Otro cuerpo aparece y rompe el equilibrio, parece enfurecido, en un ataque de excitación violenta y arremete contra las decenas de vasos de plástico que son expandidos, rotas su filas marciales hasta que son barridos literalmente del escenario, hasta que esa limpieza de ese panorama inquietante da paso a otro lenguaje escénico, más organizado, con referencias espaciales claras. Entramos en una ceremonia de cuerpos solos que se funden en otros cuerpos, que se abrazan, que se juntan y se repelen en un baile vitalista, en unas danzas que destacan por su sensualidad, su delicadeza y por estar presididas por un tiempo interno que coagula las emociones, que provoca en el espectador una alteración de su propio tiempo y lo convierte en un espectáculo de una potencia estremecedora.
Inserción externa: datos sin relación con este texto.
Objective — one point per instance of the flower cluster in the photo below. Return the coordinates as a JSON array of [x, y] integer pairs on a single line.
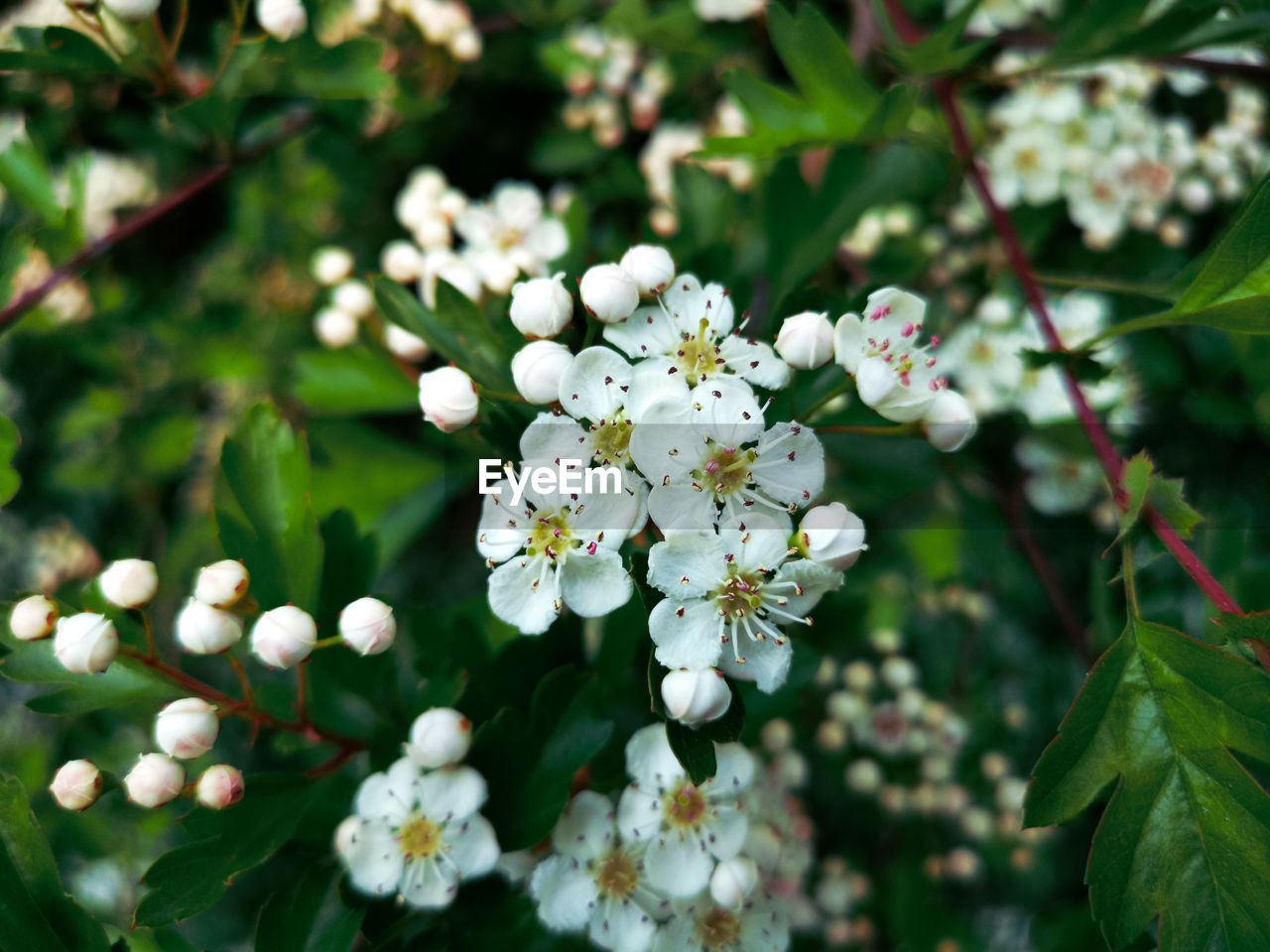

Nos trasladan a un camino iniciático hacia una confrontación de ambientes, sombras y signos que se superponen y se concretan en un regusto por una belleza ruda, mineral, que rompe de repente en un fluido líquido o de escarcha que apela a lo irracional. Esos cuerpos, esos bailarines, se convierten en iconos de nuestros días, en vínculos entre la noción de pertenencia y la resistencia, seres humanos convertidos en ángeles que vuelan, en bultos que tropiezan y se reconstruyen en su misma insistencia en ir más cerca del placer o el conocimiento.
La concepción genera y las coreografías de Igor Calonge, la ejecución del trío actuante, Leire Otamendi, Marti Güell y Gorka Gurrutxaga, configuran una muestra del lenguaje escénico actual más comprometido, donde el movimiento de los cuerpos, su conjunción, los apuntes musicales que se intercalan entre los silencios penetrantes y conspicuos junto a la iluminación totalmente definitoria crean un discurso que se va convirtiendo en una inundación de sensaciones que llevan a la extenuación.
Estamos ante una magnífica obra de arte, física, rotunda, equilibrada que va mucho más allá de lo apreciable en una primera apreciación. Es un hecho bello, transformador, que conmociona. Es lo que sucede cuando las artes escénicas llegan a la excelencia y se hacen insustituibles.